The deal reportedly includes a $15 million vesting player option for the 2021 season. The guaranteed part of the contract pays Davis $16 million in 2018, $18 million in 2019, and $17 million in 2020.
Davis was a starting pitcher when he made his major-league debut for the Tampa Bay Rays in 2009. The Rays traded him to the Royals in December 2012, and Kansas City traded him to the Chicago Cubs in December 2016.
Since the Royals converted him to a full-time reliever in 2014, Davis has led all MLB relievers with a 1.45 ERA. In 2014-15, he became the first qualifying pitcher in MLB history to record consecutive seasons of 1.00 or less (1.00 in 2014 and 0.94 in 2015). He had a 1.87 ERA in 2016 and a 2.30 ERA in 2017. He has 79 career saves.

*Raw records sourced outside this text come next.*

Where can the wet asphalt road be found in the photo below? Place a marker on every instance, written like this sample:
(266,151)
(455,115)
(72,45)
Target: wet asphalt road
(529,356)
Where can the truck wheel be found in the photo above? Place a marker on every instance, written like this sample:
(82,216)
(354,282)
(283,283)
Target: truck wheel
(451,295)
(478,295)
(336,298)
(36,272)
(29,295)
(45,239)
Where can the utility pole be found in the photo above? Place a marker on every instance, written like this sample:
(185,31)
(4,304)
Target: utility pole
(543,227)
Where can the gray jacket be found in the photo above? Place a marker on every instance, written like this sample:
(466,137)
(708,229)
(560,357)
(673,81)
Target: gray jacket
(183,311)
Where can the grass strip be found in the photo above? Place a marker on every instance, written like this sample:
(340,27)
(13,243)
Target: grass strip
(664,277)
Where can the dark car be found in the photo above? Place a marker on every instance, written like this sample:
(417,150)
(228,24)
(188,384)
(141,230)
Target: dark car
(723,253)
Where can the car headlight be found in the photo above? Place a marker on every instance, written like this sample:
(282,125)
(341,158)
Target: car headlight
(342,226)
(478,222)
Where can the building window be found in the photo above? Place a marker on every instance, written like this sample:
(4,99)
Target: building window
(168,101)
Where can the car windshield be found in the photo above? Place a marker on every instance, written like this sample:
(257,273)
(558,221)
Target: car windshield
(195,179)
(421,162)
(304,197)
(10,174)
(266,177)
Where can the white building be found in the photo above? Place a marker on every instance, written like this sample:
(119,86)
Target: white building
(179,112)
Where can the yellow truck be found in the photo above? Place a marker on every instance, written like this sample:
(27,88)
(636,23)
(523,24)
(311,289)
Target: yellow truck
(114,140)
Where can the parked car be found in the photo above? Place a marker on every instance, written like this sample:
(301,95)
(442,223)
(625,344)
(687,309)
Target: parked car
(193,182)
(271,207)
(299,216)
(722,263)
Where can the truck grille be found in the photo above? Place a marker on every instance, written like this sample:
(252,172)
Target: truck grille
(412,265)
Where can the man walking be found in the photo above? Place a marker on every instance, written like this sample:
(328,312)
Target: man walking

Davis was exclusively a starting pitcher when he was in the minor leagues, including the 2006 season with the Midwest League’s Southwest Michigan Devil Rays. (That team moved from Battle Creek to Midland and became the Great Lakes Loons starting with the 2007 season.) He went 7-12 with a 3.02 ERA, 165 strikeouts and 64 walks in 146 innings (27 starts) in the Midwest League. In his final MWL start, Davis pitched a seven-inning no-hitter against the Beloit Snappers — and lost the game 1-0. (That was one of only four times a MWL team has lost a game despite pitching a no-hitter. The Lansing Lugnuts did it most recently, vs. the Peoria Chiefs in the second game of a doubleheader on July 14, 2016.)